To study the streaming data in automotive domain, a complex and massive amount of data is being collected from on-board sensors of operational connected vehicles (CVs), infrastructure data sources such as roadway sensors and traffic signals, mobile data sources such as cell phones, social media sources such as Twitter, and news and weather data services. Unfortunately, these data create a bottleneck at data centers for processing and retrievals of collected data, and require the deployment of additional message transfer infrastructure between data producers and consumers to support diverse CV applications. The first part of this dissertation, we present a strategy for creating an efficient and low-latency distributed message delivery system for CV systems using a distributed message delivery platform. This strategy enables large-scale ingestion, curation, and transformation of unstructured data (roadway traffic-related and roadway non-traffic-related data) into labeled and customized topics for a large number of subscribers or consumers, such as CVs, mobile devices, and data centers. We evaluate the performance of this strategy by developing a prototype infrastructure using Apache Kafka, an open source message delivery system, and compared its performance with the latency requirements of CV applications. We present experimental results of the message delivery infrastructure on two different distributed computing testbeds at Clemson University. Experiments were performed to measure the latency of the message delivery system for a variety of testing scenarios. These experiments reveal that measured latencies are less than the U.S. Department of Transportation recommended latency requirements for CV applications, which provides evidence that the system is capable for managing CV related data distribution tasks.
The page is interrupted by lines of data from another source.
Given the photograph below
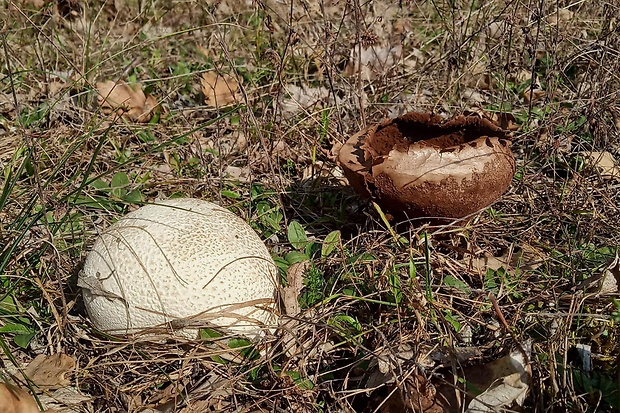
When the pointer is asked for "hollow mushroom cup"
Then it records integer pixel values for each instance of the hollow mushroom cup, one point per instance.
(178, 265)
(418, 165)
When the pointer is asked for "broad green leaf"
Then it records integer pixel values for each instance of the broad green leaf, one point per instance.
(119, 180)
(133, 197)
(332, 240)
(450, 281)
(100, 185)
(295, 256)
(23, 340)
(15, 328)
(296, 235)
(231, 194)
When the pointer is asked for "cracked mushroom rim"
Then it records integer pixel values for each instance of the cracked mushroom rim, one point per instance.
(418, 165)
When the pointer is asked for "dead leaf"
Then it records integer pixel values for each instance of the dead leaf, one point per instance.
(605, 281)
(511, 378)
(295, 280)
(220, 90)
(533, 95)
(375, 60)
(499, 383)
(16, 400)
(126, 100)
(561, 16)
(604, 162)
(525, 258)
(50, 372)
(66, 400)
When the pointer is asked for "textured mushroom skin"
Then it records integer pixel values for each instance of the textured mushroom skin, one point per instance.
(177, 259)
(421, 166)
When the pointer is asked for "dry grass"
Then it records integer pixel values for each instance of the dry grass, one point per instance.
(378, 298)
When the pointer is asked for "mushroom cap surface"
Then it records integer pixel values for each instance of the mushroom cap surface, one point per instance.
(179, 263)
(420, 166)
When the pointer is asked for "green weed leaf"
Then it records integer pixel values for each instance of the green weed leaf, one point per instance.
(332, 240)
(296, 235)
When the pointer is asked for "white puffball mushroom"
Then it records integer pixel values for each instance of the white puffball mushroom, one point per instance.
(180, 263)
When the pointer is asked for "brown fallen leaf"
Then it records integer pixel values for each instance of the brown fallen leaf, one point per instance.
(16, 400)
(533, 95)
(126, 100)
(50, 372)
(604, 162)
(524, 257)
(219, 90)
(295, 279)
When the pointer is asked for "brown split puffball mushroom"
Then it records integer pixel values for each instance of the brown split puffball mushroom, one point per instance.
(180, 263)
(419, 165)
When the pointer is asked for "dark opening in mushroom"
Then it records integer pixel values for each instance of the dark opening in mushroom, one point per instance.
(421, 166)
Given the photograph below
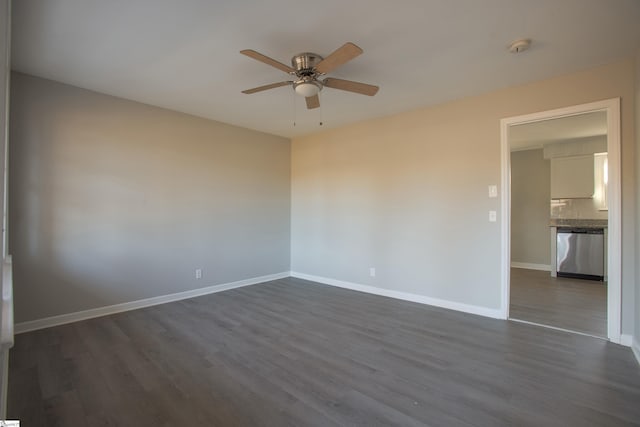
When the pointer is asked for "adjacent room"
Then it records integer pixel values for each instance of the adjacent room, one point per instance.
(239, 213)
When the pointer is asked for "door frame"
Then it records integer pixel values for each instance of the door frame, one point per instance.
(614, 199)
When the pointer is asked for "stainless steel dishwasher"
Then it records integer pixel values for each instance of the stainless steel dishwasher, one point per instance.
(580, 253)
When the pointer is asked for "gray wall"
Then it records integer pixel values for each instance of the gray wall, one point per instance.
(530, 201)
(114, 201)
(407, 194)
(637, 187)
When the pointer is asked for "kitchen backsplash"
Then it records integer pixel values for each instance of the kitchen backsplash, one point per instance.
(577, 209)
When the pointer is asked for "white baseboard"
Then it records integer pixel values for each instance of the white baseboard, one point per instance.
(635, 347)
(531, 266)
(452, 305)
(62, 319)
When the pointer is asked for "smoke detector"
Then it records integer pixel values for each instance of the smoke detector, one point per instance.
(519, 46)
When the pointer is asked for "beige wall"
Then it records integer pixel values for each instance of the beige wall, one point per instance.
(407, 194)
(530, 199)
(114, 201)
(5, 30)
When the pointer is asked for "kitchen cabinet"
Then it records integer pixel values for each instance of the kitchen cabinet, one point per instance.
(572, 177)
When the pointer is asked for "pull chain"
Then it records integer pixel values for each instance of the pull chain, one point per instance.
(294, 108)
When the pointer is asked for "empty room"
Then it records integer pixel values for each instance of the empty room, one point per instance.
(242, 213)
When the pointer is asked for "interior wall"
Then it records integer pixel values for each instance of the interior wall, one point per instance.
(5, 47)
(636, 332)
(407, 194)
(114, 201)
(530, 206)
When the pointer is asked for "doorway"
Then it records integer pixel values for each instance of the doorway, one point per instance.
(608, 110)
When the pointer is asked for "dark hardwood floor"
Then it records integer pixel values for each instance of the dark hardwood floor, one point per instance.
(573, 304)
(290, 352)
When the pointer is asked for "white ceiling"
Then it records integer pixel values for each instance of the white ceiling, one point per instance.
(184, 55)
(535, 135)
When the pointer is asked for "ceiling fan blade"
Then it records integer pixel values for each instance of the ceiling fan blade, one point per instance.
(266, 87)
(312, 102)
(343, 54)
(269, 61)
(348, 85)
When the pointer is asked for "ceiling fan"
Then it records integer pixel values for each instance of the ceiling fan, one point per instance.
(308, 68)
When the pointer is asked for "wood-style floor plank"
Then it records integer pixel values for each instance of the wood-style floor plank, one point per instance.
(572, 304)
(293, 352)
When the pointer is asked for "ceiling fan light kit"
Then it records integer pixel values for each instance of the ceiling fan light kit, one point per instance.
(307, 88)
(308, 68)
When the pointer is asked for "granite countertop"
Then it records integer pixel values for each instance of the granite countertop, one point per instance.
(584, 223)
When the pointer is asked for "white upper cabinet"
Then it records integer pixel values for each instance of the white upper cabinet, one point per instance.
(572, 177)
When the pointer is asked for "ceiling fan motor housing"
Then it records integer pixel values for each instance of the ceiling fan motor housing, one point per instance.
(304, 63)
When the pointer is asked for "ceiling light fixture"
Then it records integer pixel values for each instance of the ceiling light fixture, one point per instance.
(520, 46)
(307, 88)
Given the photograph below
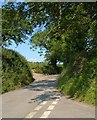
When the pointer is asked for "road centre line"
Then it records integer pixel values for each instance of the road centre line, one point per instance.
(30, 115)
(45, 114)
(54, 102)
(51, 107)
(38, 107)
(43, 103)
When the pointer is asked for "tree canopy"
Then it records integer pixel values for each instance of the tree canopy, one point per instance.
(70, 28)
Human-generated streaming data are large in volume and noisy in content. Direct acquisition of the full scope of human-generated data is often ineffective. In our research, we try to find an alternative resource to study such data. Common Crawl is a massive multi-petabyte dataset hosted by Amazon. It contains archived HTML web page data from 2008 to date. Common Crawl has been widely used for text mining purposes. Using data extracted from Common Crawl has several advantages over a direct crawl of web data, among which is removing the likelihood of a user's home IP address becoming blacklisted for accessing a given web site too frequently. However, Common Crawl is a data sample, and so questions arise about the quality of Common Crawl as a representative sample of the original data. We perform systematic tests on the similarity of topics estimated from Common Crawl compared to topics estimated from the full data of online forums. Our target is online discussions from a user forum for car enthusiasts, but our research strategy can be applied to other domains and samples to evaluate the representativeness of topic models. We show that topic proportions estimated from Common Crawl are not significantly different than those estimated on the full data. We also show that topics are similar in terms of their word compositions, and not worse than topic similarity estimated under true random sampling, which we simulate through a series of experiments. Our research will be of interest to analysts who wish to use Common Crawl to study topics of interest in user forum data, and analysts applying topic models to other data samples.
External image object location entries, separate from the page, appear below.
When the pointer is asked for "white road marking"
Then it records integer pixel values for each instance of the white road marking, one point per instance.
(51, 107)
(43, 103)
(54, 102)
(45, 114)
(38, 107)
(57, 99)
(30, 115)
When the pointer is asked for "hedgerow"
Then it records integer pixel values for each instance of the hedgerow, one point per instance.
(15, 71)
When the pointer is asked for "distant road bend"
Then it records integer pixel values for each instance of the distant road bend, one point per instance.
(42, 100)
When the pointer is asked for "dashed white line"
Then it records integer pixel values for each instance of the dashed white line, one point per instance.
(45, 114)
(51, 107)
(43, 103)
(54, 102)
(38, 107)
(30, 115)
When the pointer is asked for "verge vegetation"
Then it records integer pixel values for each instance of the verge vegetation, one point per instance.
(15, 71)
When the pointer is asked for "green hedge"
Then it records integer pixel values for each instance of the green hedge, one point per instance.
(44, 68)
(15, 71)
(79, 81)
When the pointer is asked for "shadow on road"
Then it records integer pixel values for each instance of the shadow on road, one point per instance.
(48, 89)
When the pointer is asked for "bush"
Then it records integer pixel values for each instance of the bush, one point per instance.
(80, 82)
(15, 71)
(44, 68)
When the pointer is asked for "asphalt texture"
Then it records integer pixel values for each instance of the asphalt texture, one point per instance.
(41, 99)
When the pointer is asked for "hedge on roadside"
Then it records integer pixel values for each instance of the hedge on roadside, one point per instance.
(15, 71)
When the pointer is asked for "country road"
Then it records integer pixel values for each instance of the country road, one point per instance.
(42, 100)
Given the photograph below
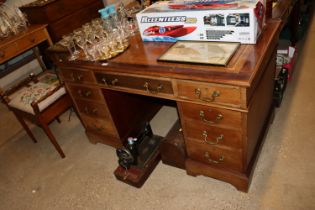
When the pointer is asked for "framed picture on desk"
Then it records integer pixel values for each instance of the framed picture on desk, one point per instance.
(214, 53)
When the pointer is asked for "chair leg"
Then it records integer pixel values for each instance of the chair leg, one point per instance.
(26, 128)
(52, 139)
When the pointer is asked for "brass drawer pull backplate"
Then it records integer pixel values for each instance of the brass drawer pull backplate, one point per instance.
(203, 118)
(214, 95)
(216, 141)
(150, 90)
(220, 160)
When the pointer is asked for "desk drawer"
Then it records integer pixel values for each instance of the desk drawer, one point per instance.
(8, 51)
(92, 109)
(83, 92)
(211, 116)
(78, 76)
(151, 86)
(99, 125)
(209, 93)
(214, 156)
(31, 40)
(213, 136)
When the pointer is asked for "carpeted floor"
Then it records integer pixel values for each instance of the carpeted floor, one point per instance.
(34, 177)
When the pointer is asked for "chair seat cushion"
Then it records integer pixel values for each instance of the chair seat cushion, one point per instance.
(46, 85)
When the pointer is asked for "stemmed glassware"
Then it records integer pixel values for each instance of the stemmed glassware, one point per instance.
(12, 20)
(100, 39)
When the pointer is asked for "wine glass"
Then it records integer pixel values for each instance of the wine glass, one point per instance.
(67, 41)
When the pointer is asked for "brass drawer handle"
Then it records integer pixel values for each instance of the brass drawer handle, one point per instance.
(87, 94)
(219, 138)
(72, 76)
(114, 82)
(87, 110)
(79, 77)
(203, 118)
(104, 81)
(149, 90)
(94, 111)
(220, 160)
(214, 95)
(2, 54)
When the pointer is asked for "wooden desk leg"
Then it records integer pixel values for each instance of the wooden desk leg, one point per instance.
(294, 22)
(40, 61)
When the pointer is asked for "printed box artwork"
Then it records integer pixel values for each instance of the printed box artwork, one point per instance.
(203, 20)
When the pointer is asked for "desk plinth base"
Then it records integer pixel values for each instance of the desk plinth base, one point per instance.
(137, 176)
(239, 180)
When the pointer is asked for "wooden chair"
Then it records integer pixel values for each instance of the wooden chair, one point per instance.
(39, 99)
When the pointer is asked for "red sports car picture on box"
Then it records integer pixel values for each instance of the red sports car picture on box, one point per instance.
(172, 31)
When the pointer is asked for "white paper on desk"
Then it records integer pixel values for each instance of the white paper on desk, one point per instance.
(291, 52)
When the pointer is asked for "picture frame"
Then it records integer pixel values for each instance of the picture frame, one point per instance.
(201, 52)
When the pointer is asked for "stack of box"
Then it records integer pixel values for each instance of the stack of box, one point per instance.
(208, 20)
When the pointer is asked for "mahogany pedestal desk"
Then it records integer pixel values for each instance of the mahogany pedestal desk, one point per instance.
(30, 38)
(224, 111)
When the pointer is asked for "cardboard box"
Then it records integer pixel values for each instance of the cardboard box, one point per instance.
(233, 21)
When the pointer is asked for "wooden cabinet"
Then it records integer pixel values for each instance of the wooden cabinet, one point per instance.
(15, 45)
(62, 16)
(223, 111)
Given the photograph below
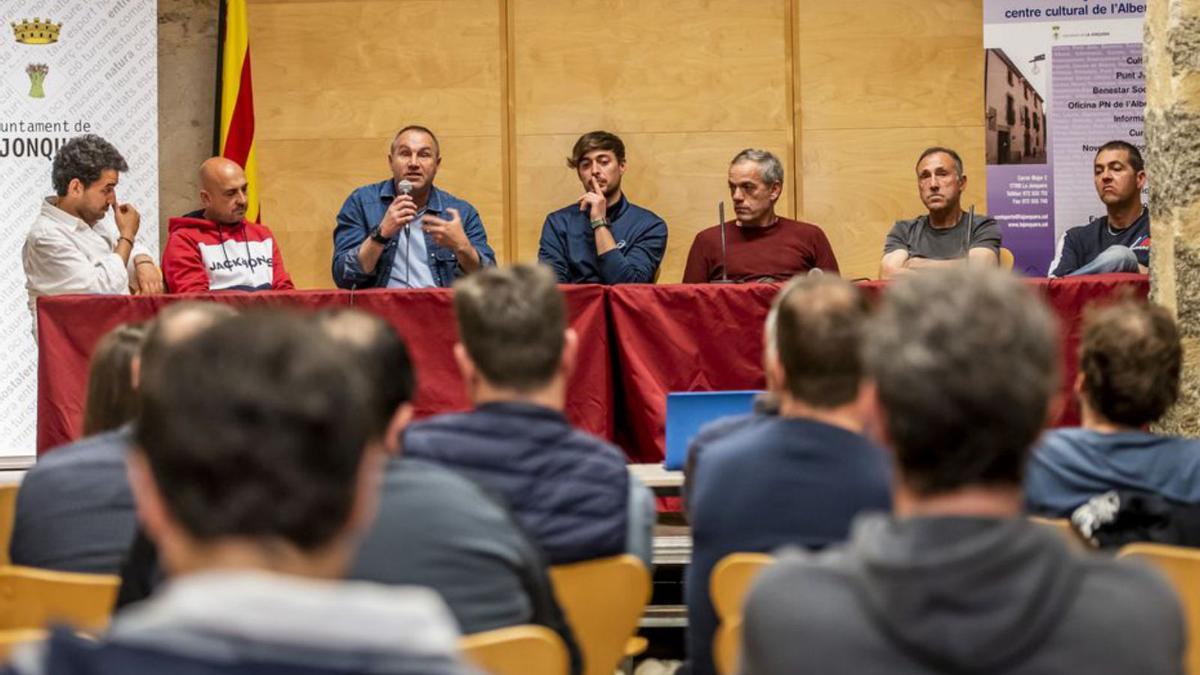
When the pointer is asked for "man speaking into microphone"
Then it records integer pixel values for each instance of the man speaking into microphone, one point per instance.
(757, 245)
(403, 232)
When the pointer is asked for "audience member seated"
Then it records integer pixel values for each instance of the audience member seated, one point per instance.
(1120, 239)
(75, 512)
(112, 399)
(798, 477)
(765, 405)
(964, 370)
(759, 245)
(255, 485)
(570, 490)
(435, 527)
(1129, 362)
(216, 248)
(946, 236)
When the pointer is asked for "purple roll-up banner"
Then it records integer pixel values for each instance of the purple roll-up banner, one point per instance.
(1061, 78)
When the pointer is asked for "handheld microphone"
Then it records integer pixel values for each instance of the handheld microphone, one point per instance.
(725, 269)
(970, 226)
(405, 187)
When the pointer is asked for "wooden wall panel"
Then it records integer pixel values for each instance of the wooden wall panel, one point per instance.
(685, 85)
(879, 81)
(846, 91)
(334, 79)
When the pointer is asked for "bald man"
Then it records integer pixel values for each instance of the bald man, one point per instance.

Twitter data is another example of high-velocity streaming data. We use it as an example to study the query expansion application in streaming social media data analysis. Query expansion is a problem concerned with gathering more relevant documents from a given set that cover a certain topic. Here in this thesis we outline a number of tools for a query expansion system that will allow its user to gather more relevant documents (in this case, tweets from the Twitter social media system), while discriminating from irrelevant documents. These tools include a method for triggering a given query expansion using a Jaccard similarity threshold between keywords, and a query expansion method using archived news reports to create a vector space of novel keywords. As the nature of streaming data, Twitter stream contains emerging events that are constantly changing and therefore not predictable using static queries. Since keywords used in static query method often mismatch the words used in topics around emerging events. To solve this problem, our proposed approach of automated query expansion detects the emerging events in the first place. Then we combine both local analysis and global analysis methods to generate queries for capturing the emerging topics. Experiment results show that by combining the global analysis and local analysis method, our approach can capture the semantic information in the emerging events with high efficiency.
Du, Yuheng, "Streaming Infrastructure and Natural Language Modeling with Application to Streaming Big Data" (2019). All Dissertations. 2329.